Q: What does [i for i] do in this script? [i for i] to me is a ‘null’ statement.
my_list = [1, 2, 3, 2, 4, 2, 5]
indices = [i for i, x in enumerate(my_list) if x == my_list[0]]
print(indices)
Q: What does [i for i] do in this script? [i for i] to me is a ‘null’ statement.
my_list = [1, 2, 3, 2, 4, 2, 5]
indices = [i for i, x in enumerate(my_list) if x == my_list[0]]
print(indices)
That’s because it’s not the full expression. It’s what’s called a “list comprehension”, a way to concisely express building a new list by transforming an existing one. The line is equivalent to the following:
indices = []
for i, x in enumerate(my_list):
if x == my_list[0]:
indices.append(i)
The first i
at the start is the value you’re wanting to add to the finished list. i, x
is an implicit tuple unpacking, retrieving the two values enumerate()
produces.
Got it.
i = (i,x)
I’m not sure what you mean here. A list comprehension looks like this:
[
expression
for variable(s)
in something-iterable
if condition
]
The “if condition” is optional, but you can use it to select just some
of the values from something-iterable
.
The example comprehension went:
[ i for i, x in enumerate(.......) ]
enumerate
yields 2-tuples of the form (index, value)
for each value
in the .......
part. These are unpacked into the variables i
and
x
. The expression
in the example is just i
, which means that the
resulting list would be the index
parts of the 2-tuples.
I don’t know if this makes things more clear or not.
It doesn’t, because the script does not have [i for i]
in it. It has [i for i, x in enumerate(my_list) if x == my_list[0]]
in it. The matching ]
is all the way at the end, and that is important.
This entire thing is called a list comprehension and you can read about them in detail from the tutorial that is built into the official documentation - right here:
Thanks,
Here’s my code:
my_list = [1, 2, 3, 2, 4, 2, 5]
indices = [i for i, x in enumerate(my_list) if x == my_list[1] and x in my_list if x == my_list[1]]
print(indices)
It’s a bit confusing when written like so because there is an implicit tuple there. Python treats the expression as [i for (i, x) in enumerate(my_list) if my_list[0] == x]
.
So its NOT a list with these 2 members:
i for i
x in enumerate(my_list) if my_list[0] == x
Instead, it is equivalent to:
result = []
for iteration in enumerate(my_list):
(i, x) = iteration
if x == my_list[0]:
result.append(i)
Not really an “implicit” tuple (not sure what one would even look like). Commas make tuples. Not parentheses. And there’s an explicit comma there.
There’s an exception: the empty tuple is ()
.
Another edge-case [1] is in generator expressions like the list comprehension here: [i, i for i in range(5)]
doesn’t give you tuples.
although it’s more about order of operations, I suppose ↩︎
Yes, I considered mentioning that, but didn’t want to distract with it. I also wouldn’t feel wrong saying “Humans have two legs”. You likely also wouldn’t use ()
in that context, unless you want to iterate over an iterable of empty iterables and you want to check that they’re all empty.
That said, hmm, it’s actually not even a tuple at all. It’s a “target list”. Doc.

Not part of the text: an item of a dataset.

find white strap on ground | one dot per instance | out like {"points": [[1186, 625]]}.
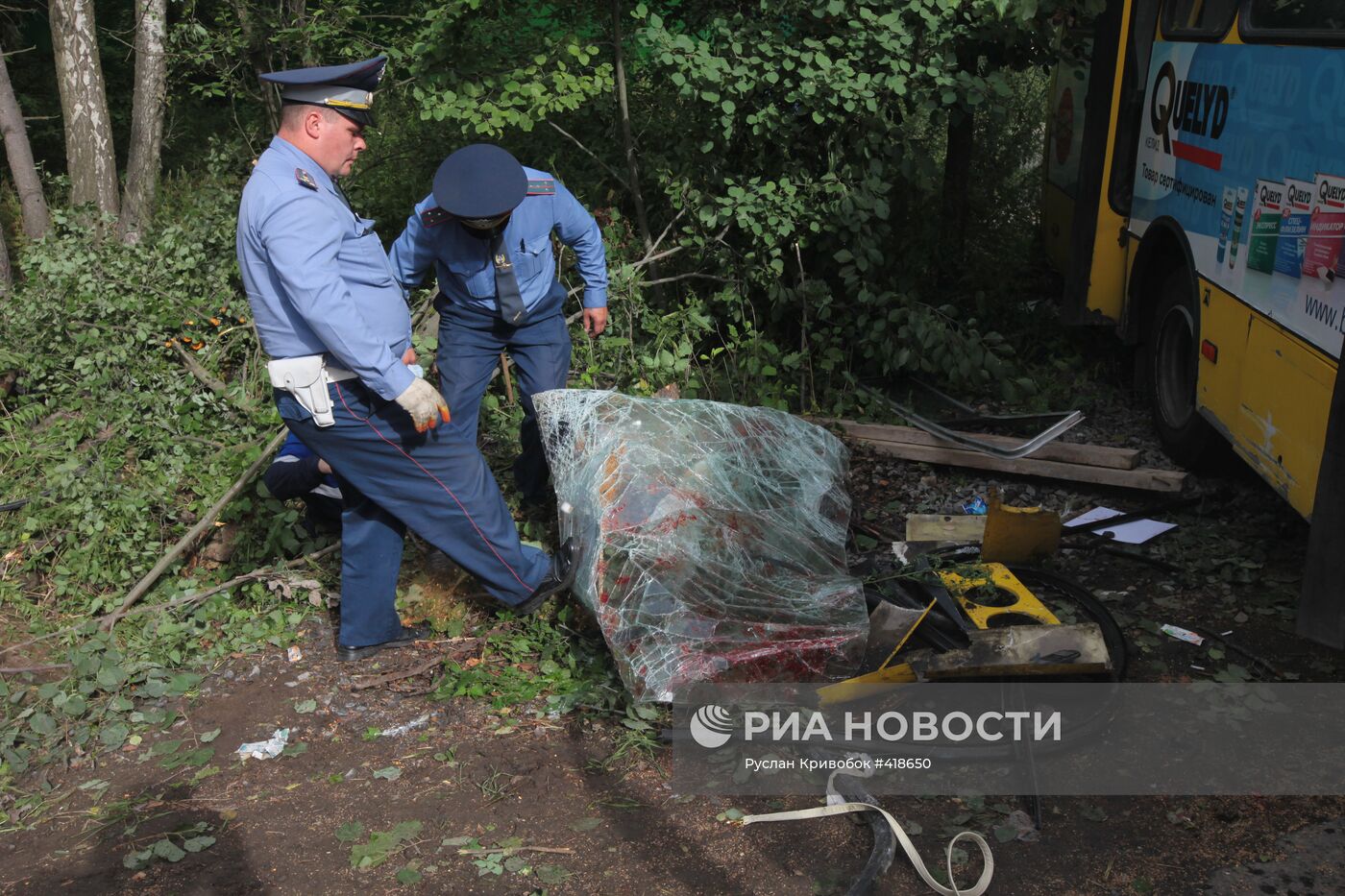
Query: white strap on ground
{"points": [[843, 809]]}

Did you intend to parenthesize that somehow? I’m not sure whether you meant (i, i)
or i, (i for i...)
, and neither does Python. Presumably the latter, since that’s a genexp?
True, and I more often end up making this error when I’m trying to pass a generator to a function that takes an iterable (and I get a different SyntaxError then). I was just being overly pedantic [1] about the “commas define a tuple” statement.
The interpreter actually assumes the former, and suggests I parenthesize my “comprehension target”.
and even worse, technically imprecise! ↩︎
(While we’re on the topic: I feel like there could be clearer terminology than “comprehension target” in that error message.)